A sala de estar, aconchegante como um peito, nela pulsava o coração da casa. Tantas vezes a família ali se reunia, ali vivera momentos bons, boas recordações das festas de batizados, primeiras comunhão e aniversário das crianças, os parentes, os compadres, as visitas. Toda manhã, a governanta abria as janelas deixando entrar o ar puro e a claridade do sol, afastando os maus espíritos pra detrás das portas.
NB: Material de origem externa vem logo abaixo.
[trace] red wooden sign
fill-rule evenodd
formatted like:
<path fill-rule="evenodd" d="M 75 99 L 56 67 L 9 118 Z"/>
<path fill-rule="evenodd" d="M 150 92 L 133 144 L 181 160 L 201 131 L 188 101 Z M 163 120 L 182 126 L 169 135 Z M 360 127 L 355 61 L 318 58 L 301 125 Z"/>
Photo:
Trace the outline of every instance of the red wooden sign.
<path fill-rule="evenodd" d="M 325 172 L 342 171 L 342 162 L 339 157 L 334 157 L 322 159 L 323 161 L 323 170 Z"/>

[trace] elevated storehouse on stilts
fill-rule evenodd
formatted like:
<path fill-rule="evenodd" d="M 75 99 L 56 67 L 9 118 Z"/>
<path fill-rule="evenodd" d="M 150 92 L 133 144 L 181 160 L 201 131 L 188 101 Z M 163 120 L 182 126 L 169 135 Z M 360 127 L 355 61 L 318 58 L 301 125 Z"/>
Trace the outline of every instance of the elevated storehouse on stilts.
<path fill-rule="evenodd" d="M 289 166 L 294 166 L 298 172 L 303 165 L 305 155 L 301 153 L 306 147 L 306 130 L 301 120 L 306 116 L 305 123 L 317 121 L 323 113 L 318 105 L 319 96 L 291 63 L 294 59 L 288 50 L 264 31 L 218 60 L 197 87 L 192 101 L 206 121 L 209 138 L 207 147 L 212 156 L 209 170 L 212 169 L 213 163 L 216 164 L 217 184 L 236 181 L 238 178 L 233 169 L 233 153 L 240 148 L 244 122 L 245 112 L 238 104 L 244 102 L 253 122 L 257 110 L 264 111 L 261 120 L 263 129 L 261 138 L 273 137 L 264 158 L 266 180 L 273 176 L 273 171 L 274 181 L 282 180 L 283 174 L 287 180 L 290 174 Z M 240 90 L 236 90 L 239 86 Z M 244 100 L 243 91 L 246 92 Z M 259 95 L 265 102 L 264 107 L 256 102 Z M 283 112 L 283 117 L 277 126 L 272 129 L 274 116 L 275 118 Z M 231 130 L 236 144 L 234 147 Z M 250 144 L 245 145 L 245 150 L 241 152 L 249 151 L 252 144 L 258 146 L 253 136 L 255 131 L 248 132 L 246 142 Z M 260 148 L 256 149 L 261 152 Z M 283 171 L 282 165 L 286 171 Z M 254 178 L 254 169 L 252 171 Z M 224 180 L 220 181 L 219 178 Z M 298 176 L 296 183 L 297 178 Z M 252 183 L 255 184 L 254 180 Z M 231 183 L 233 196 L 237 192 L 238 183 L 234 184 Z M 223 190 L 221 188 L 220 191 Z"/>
O jardim florido oxigenava os cômodos, o jardim os pulmões da casa. As janelas se abriam pra olhar. As janelas os olhos, da alma da casa, a tudo viam. Fazia de conta que nada viam. 
A cozinha, o estômago da casa, em três ocasiões a família se reunia ali, em refeições ricas e solenes. À mesa aguardavam o patriarca para a janta. Nada podia contrariar o coronel, não tolerava chegar à mesa sem que todos já estivessem lá o aguardando. Coronel Morais à toalete fazia a barba, na frente do toucador que escondia o cofre, seu reflexo no espelho. A governanta vistoriava as baixelas, as taças de vinho, os talheres, os pratos e as xícaras de porcelana desenhada, os forros e guardanapos brancos, meio amarelados, pela luz da vela. 

De repente um grito apavorante vibrou no ar. De dentro do banheiro atirou-se cambaleante o coronel Morais, completamente nu. Rumou à porta. Um corte profundo no pescoço, deixando pra trás um rastro de sangue. À calçada, caiu morto.